The surcharge will be applied to all dry cargo containers shipped under short-term contracts from Northeast Asia, Southeast Asia, China, as well as the Hong Kong and Macau Special Administrative Regions. In a notice to its customers, the French shipping line explained that this fee is separate from the basic freight charges and will not cover other applicable costs such as bunker-related fees, terminal handling charges (THC), and safety or security surcharges.
Apart from Nigeria, the affected countries in the West Africa Central Range include Côte d’Ivoire, Benin, Ghana, Togo, and Equatorial Guinea. CMA CGM also extended the surcharge to the South Range, which comprises Angola, Congo, Democratic Republic of the Congo, Namibia, Gabon, and Cameroon.

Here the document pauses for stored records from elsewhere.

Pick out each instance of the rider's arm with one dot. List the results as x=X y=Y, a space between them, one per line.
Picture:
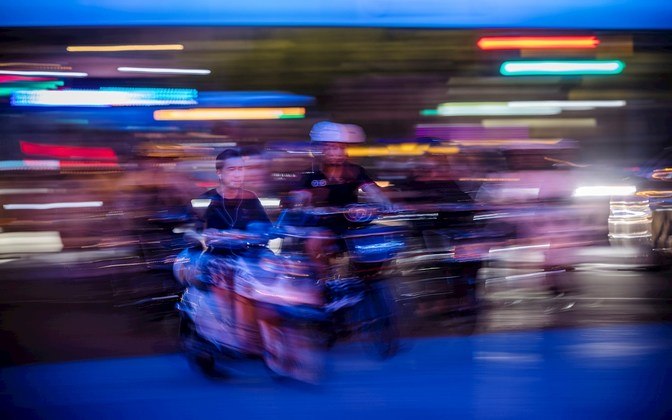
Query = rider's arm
x=376 y=195
x=372 y=191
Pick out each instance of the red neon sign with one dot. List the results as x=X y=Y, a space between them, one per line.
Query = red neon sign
x=537 y=42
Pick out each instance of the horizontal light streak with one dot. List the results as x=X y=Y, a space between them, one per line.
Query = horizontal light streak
x=115 y=48
x=79 y=97
x=44 y=73
x=561 y=67
x=214 y=114
x=30 y=242
x=567 y=104
x=460 y=109
x=507 y=142
x=13 y=191
x=51 y=206
x=540 y=122
x=163 y=70
x=200 y=203
x=404 y=149
x=604 y=190
x=67 y=152
x=538 y=42
x=270 y=202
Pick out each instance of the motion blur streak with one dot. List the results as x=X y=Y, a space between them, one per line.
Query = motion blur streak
x=545 y=42
x=586 y=67
x=51 y=206
x=205 y=114
x=162 y=70
x=30 y=242
x=114 y=48
x=44 y=73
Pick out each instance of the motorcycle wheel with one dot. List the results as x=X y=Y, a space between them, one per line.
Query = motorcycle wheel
x=198 y=358
x=381 y=331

In addition to this, the company announced a separate surcharge for shipments from China to the West African North Range, which includes Liberia, Senegal, Mauritania, Gambia, Guinea, Sierra Leone, Guinea-Bissau, Cape Verde, and São Tomé and Príncipe. For these destinations, the surcharge has been set at $1,600 per 20-foot container, while rates for 40-foot containers remain unchanged.
CMA CGM stressed that all surcharges are in addition to base freight rates and are exclusive of other fees. The company described the new surcharge policy as a necessary adjustment to handle peak season market pressure. It added that such measures were essential to continue offering reliable and efficient services across one of the busiest and most important shipping lanes in the world.

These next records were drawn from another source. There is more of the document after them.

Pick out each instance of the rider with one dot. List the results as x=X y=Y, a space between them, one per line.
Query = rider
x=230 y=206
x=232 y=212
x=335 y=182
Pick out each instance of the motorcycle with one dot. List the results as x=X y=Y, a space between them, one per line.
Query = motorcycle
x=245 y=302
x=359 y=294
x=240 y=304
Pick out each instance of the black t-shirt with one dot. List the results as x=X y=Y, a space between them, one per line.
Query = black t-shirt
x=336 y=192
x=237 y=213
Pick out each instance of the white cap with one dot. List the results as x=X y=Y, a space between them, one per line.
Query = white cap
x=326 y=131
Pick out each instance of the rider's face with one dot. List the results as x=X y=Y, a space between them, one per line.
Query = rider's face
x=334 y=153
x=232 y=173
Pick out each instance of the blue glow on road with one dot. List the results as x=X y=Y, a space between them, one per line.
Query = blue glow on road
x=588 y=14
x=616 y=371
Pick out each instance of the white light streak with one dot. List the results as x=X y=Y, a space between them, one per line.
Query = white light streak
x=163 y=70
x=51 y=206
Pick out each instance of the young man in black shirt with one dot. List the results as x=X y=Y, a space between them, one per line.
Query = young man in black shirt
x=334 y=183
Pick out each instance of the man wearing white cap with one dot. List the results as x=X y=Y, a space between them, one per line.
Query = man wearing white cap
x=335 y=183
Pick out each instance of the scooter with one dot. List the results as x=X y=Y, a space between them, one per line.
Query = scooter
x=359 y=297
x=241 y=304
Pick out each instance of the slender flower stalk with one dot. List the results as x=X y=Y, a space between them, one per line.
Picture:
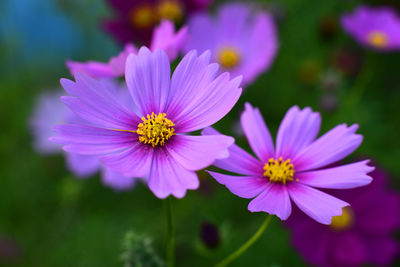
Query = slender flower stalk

The surcharge announcement comes at a time when global shipping lines are under pressure from fluctuating fuel prices, port congestion, and seasonal demand surges. Analysts say the move by CMA CGM reflects broader changes in the maritime logistics sector, where cost recovery is becoming a priority for carriers amid rising operational expenses.
For Nigerian importers and businesses dependent on goods from China and other Asian regions, the new charges may lead to increased landing costs. The surcharge could impact prices of goods coming into Nigerian ports, especially during a time when the country is dealing with inflation and rising consumer costs. Businesses in Lagos, Port Harcourt, and other port cities are likely to feel the effects of these surcharges as they plan for the busy import season.
Industry experts have advised businesses to prepare for the cost adjustments and factor in the new surcharge when making shipping arrangements. With more international carriers likely to implement similar charges, the West African import market could experience a shift in freight dynamics during the second half of the year.
CMA CGM concluded that these surcharge changes form part of its wider strategy to cope with the global supply chain challenges while maintaining stability and service quality on the Asia–West Africa route. The company is one of the world’s top five shipping firms and plays a critical role in Nigeria’s international trade flow.